The second account concludes with the man and woman becoming “like God, knowing good and evil” (3:5, 22) after first being prohibited from doing so. The first account of creation has man “in the image of God” while the second has man becoming “like God/gods”, linking the two accounts together literarily. [5] As one scholar put it: “If there is a vertical movement in the story, it is not a ‘Fall’, but an ‘Ascension’, toward the rank and species of deity.”[6]
Arthur Quinn, in an essay on biblical humour, asks this question: “There is something inherently funny about monotheism, or rather about human efforts to dramatize it in stories. How can you incorporate an omniscient, omnipotent character into your story without the inadequacy of the representation leading to humorous incongruities?”[7]
Yet it seems to me that this is precisely what the writer or editor of the creation stories deliberately tries to do: in the process of humanity becoming “like God” God is anthropomorphised and thus becomes “like man.” The second account of creation therefore has a movement of humanity towards God and God towards humanity. In contrast to the first account which is highly structured and lofty with a transcendent God, the second account is light-hearted, somewhat comical, and God is immanent. In the first, humanity is at the pinnacle of creation because it is in the image of God; in the second, humanity reaches out for a God-like status, but the result is disappointing because to be “like God” does not mean omniscience. On the contrary, it has unpleasant consequences; it is burdensome and painful; and with it comes the discovery, as the poet Lord Byron put it, that “the Tree of Knowledge is not the Tree of Life.”[8]
[1] “The eyes of the two of them were opened” – just as the serpent had said. “And they knew” – seeing how the serpent had correctly predicted the first part, the response of the reader is primed for similar precision with regard to the second, namely, that they “knew that they were God(like) knowing …” What a letdown to find out that they only “knew that they were nude” (3:7). Reuven Kimelman, “The Seduction of Eve and the Exegetical Politics of Gender,” Biblical Interpretation 4, no. 1 (1996): 9.
[2] Kimelman, “The Seduction of Eve and the Exegetical Politics of Gender,” 10.
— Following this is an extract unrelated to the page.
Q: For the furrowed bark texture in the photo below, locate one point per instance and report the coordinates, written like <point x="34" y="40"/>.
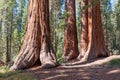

[3] God’s lack of omniscience is revealed through the use of interrogatives four times in this story: ‘But the LORD God called to the man, and said to him, “Where are you?”’ (3:9); “Who told you that you were naked? Have you eaten from the tree of which I commanded you not to eat?” (3:11); “What is this that you have done?!” (to the woman 3:13) This last question is exclamatory and displays shock.
[4] There is also a wordplay here, on the verb שָׁלַח “to send”– “now, he might reach out (יִשְׁלַח Qal yiqtol) his hand and take also from the tree of life” (3:22) which recurs in the next verse in a form which means “to send” – “therefore the LORD God sent him forth (וַיְשַׁלְּחֵהוּ Piel wayyiqtol) from the garden” (3:23).
[5] “Most significant of all, and rarely if ever noticed, is the climax of the Garden of Eden story at the end of ch. 3: ‘Behold, man has become like one of us, knowing good and evil’ (3.22). This and the ‘image of God’ passage in ch. 1 are the only two passages in the Pentateuch where God speaks in the first person plural: ‘Let us make man in our image. . . ‘ beside ‘man has become like one of us’. These are also the two main places where the question of resemblance between man and God is discussed. The serpent uses a similar expression earlier in the story: ‘you will become like God (or gods), knowing good and evil’, and the ‘image of God’ language occurs again in chs. 5 and 9. But it surely cannot be a coincidence that the beginning and end of the Genesis account of the creation of Adam focus on this matter of resemblance: ‘in our image’ at the beginning and ‘like one of us’ at the end.” Paul Morris, et al., A Walk in the Garden: Biblical, Iconographical and Literary Images of Eden (London: Bloomsbury, 1992), 65.
[6] Wright, “Holiness, Sex, and Death in the Garden of Eden,” 320.
[7] Quinn, “The Mirth of God,” 41.
[8] Lord Byron, Manfred: A Dramatic Poem, Act I, Scene I, 1817.